The team screened multiple transcription factors before settling on NFIL3. They were looking for the primary driver of exhaustion. They found it. That identification is the core of the discovery. Without it, there is no target. With it, there is a path forward.
CRISPR made the edit possible. The gene-editing tool allowed the researchers to delete the NFIL3 gene with precision. The result was a CAR T cell that did not tire. It kept producing. It kept killing.
There are caveats. Mouse models are not humans. The immune systems are different. The tumors are different. The timeline from lab to clinic is long. Many promising discoveries never become treatments. People with cancer should consult their doctor about appropriate treatment options. This research, while promising, is still in its early stages.

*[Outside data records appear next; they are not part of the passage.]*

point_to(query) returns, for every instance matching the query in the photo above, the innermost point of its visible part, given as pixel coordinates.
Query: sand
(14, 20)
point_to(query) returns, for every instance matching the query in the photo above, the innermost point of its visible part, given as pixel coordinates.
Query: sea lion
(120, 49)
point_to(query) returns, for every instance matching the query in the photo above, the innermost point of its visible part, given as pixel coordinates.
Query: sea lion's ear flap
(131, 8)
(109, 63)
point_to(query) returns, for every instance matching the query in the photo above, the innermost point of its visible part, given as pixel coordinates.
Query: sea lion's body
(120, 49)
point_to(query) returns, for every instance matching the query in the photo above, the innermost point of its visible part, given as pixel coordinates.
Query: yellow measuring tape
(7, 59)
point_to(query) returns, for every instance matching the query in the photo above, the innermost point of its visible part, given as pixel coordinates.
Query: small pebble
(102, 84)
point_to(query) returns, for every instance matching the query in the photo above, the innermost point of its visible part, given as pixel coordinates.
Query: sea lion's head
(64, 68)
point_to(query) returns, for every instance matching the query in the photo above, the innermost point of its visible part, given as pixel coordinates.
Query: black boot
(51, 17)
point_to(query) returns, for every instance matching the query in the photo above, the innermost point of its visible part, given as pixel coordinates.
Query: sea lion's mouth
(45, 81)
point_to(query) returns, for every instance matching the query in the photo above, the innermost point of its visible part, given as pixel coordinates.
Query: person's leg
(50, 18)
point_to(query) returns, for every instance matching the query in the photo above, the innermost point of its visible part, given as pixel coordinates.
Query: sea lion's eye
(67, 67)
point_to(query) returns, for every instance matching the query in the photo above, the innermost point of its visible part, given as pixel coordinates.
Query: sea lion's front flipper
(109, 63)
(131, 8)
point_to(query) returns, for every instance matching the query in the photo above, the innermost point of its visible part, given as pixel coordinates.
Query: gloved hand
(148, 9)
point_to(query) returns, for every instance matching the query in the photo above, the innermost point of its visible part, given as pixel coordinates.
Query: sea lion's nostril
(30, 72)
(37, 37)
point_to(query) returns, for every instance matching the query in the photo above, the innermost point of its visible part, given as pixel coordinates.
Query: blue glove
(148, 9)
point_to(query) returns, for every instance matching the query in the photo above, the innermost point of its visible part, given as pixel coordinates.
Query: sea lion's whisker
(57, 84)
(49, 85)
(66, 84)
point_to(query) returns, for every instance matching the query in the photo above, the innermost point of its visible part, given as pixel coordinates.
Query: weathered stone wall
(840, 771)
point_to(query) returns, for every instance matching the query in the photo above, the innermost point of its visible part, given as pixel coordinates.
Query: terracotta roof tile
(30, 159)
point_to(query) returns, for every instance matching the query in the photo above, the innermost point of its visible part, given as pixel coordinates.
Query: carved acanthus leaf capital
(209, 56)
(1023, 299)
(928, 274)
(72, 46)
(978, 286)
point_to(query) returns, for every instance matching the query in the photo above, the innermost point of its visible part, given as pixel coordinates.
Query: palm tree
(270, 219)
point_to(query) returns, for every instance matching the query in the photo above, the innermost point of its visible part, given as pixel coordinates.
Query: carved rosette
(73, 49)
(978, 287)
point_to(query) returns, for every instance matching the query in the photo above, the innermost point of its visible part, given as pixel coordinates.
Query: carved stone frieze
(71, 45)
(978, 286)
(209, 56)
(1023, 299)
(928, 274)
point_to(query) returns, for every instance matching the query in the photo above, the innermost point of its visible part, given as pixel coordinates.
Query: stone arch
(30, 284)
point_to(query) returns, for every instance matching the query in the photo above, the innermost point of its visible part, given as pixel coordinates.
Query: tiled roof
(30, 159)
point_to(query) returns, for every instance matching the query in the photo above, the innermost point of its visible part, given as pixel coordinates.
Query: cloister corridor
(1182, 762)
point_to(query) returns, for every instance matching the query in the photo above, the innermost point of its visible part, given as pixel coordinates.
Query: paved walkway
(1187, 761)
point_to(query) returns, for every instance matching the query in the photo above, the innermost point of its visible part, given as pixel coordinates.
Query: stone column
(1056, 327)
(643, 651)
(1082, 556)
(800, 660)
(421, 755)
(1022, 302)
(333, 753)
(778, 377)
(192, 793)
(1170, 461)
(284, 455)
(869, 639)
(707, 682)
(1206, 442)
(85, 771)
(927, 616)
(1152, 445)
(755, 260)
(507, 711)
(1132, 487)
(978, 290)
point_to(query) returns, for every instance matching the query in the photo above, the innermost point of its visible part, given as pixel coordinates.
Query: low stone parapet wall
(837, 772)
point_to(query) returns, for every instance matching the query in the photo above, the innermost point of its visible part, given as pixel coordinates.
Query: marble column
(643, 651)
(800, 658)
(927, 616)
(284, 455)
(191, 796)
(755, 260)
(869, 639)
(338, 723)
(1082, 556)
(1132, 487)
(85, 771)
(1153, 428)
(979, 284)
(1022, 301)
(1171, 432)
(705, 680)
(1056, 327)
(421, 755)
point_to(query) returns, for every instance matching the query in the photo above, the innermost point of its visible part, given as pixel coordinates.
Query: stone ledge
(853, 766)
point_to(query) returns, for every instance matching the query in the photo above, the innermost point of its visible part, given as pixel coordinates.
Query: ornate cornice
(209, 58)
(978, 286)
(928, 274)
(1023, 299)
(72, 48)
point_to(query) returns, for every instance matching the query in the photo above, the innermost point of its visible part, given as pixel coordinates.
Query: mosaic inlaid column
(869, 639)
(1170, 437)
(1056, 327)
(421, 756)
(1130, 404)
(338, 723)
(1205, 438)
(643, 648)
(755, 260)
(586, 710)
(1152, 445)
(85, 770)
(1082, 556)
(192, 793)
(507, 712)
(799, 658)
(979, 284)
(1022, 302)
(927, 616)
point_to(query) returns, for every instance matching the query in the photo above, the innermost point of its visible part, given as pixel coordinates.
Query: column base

Still, the finding represents a significant step. CAR T therapy transformed blood cancer treatment. But solid tumors remained a wall. This work suggests the wall has a door. The door is NFIL3. The key is CRISPR.
The researchers have not announced plans for human trials. They have not named a timeline. They have published their data. That is where the story stands. A master switch, identified. A way to disable it, shown. The rest is work.